Polymerization and subsequent gelation are very rapid (typical gelation times are 100 ms) (Fouassier, at al., 1985; Chesneau, et al., 1985). Because diffusion is a much slower process than polymerization, not the entire macromer solution is polymerized or gelled. Essentially the reaction is restricted to the near surface only. The dye, being a smaller molecule and being weakly bound to the capsule materials, keeps diffusing out of the microsphere. If this diffusion occurs under laser irradiation, then dye at the interface is used continuously to form a thicker gel layer. The thickness of the coating can thus be directed by controlling the reaction conditions.

A schematic representation of this process is shown in FIG. 2A (see Original Patent). The amount, thickness or size and rigidity of the gel formed will depend on the size and intensity of the bean, time of exposure, initiator, macromer molecular weight, and macromer concentration (see below). Alginate/PLL microspheres containing islets coated by this technique are shown in FIG. 2B (see Original Patent).

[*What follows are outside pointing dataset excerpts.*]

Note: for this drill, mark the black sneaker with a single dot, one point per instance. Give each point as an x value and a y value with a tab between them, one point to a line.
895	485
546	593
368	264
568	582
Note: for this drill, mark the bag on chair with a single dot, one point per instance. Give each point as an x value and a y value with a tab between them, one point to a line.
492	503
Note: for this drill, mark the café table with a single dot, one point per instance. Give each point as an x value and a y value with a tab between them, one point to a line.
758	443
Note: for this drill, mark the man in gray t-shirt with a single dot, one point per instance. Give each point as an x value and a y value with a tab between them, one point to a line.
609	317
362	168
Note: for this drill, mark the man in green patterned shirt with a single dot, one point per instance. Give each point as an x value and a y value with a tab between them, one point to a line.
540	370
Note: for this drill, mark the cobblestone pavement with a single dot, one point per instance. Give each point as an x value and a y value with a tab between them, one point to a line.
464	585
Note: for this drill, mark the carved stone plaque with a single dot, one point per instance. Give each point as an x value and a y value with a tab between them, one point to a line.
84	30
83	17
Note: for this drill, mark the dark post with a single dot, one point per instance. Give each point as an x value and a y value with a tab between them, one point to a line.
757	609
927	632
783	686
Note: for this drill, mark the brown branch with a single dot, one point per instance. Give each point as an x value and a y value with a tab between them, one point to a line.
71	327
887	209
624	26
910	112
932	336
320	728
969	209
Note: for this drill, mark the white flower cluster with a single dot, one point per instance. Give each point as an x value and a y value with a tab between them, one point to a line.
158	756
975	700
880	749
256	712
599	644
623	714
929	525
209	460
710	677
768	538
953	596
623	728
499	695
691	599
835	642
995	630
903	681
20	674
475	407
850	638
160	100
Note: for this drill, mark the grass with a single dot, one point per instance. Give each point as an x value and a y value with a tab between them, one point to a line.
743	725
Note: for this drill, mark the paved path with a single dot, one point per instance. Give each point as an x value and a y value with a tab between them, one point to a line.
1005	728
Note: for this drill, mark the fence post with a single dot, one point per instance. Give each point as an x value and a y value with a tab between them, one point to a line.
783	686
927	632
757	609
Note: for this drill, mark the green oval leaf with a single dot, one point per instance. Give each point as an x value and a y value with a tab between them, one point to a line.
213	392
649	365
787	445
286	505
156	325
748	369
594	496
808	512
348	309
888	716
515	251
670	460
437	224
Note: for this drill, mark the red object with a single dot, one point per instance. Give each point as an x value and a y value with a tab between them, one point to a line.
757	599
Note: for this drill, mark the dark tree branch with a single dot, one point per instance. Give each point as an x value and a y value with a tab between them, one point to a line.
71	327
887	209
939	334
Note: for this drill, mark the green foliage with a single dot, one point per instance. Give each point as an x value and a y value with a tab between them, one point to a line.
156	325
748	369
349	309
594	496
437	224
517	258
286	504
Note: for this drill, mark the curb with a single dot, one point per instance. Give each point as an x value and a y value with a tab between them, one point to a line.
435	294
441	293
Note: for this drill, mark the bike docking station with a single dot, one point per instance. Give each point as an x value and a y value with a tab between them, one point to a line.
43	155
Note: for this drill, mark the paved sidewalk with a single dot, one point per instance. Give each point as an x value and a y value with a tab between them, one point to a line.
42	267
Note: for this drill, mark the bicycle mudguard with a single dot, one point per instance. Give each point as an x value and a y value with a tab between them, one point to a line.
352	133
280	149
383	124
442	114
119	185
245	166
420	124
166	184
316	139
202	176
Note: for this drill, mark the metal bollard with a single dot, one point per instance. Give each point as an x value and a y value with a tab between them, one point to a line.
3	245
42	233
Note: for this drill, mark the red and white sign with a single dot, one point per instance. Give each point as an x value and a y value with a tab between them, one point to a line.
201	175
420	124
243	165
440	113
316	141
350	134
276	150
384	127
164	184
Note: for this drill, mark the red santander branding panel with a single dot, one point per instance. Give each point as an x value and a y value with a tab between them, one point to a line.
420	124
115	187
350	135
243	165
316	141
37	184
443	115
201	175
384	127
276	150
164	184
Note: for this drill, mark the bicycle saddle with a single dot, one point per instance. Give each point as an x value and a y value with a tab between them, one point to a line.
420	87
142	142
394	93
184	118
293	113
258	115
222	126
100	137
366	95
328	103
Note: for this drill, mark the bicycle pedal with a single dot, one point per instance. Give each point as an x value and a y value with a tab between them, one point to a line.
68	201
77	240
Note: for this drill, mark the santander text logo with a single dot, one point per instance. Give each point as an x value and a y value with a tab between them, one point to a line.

Direct Interfacial Polymerization Method

The fourth embodiment of this invention utilizes interfacial polymerization to form a membrane directly on the surface of the biological material. This results in the smallest capsules and thus achieves optimal economy of volume. Tissue is directly coated with photoinitiator, emersed in the macromer solution, and immediately irradiated. This technique results in a thin polymer coat surrounding the tissue since there is no space taken up by a microcapsule, and the photoinitiator is again present only in a thin shell of the macromer solution.

Use as an Adhesive

It is usually difficult to get good adhesion between polymers of greatly different physicochemical properties. The concept of a surface physical interpenetrating network was presented by Desai and Hubbel (N. P. Desai et al. (1992)). This approach to incorporating into the surface of one polymer a complete coating of a polymer of considerably different properties involved swelling the surface of the polymer to be modified (base polymer) in a mutual solvent, or a swelling solvent, for the base polymer and for the polymer to be incorporated (penetrant polymer). The penetrant polymer diffused into the surface of the base polymer. This interface was stabilized by rapidly precipitating or deswelling the surface by placing the bass polymer in a nonsolvent bath. This resulted in entanglement of the penetrant polymer within the matrix of the base polymer at its surface in a structure that was called a surface physical interpenetrating network.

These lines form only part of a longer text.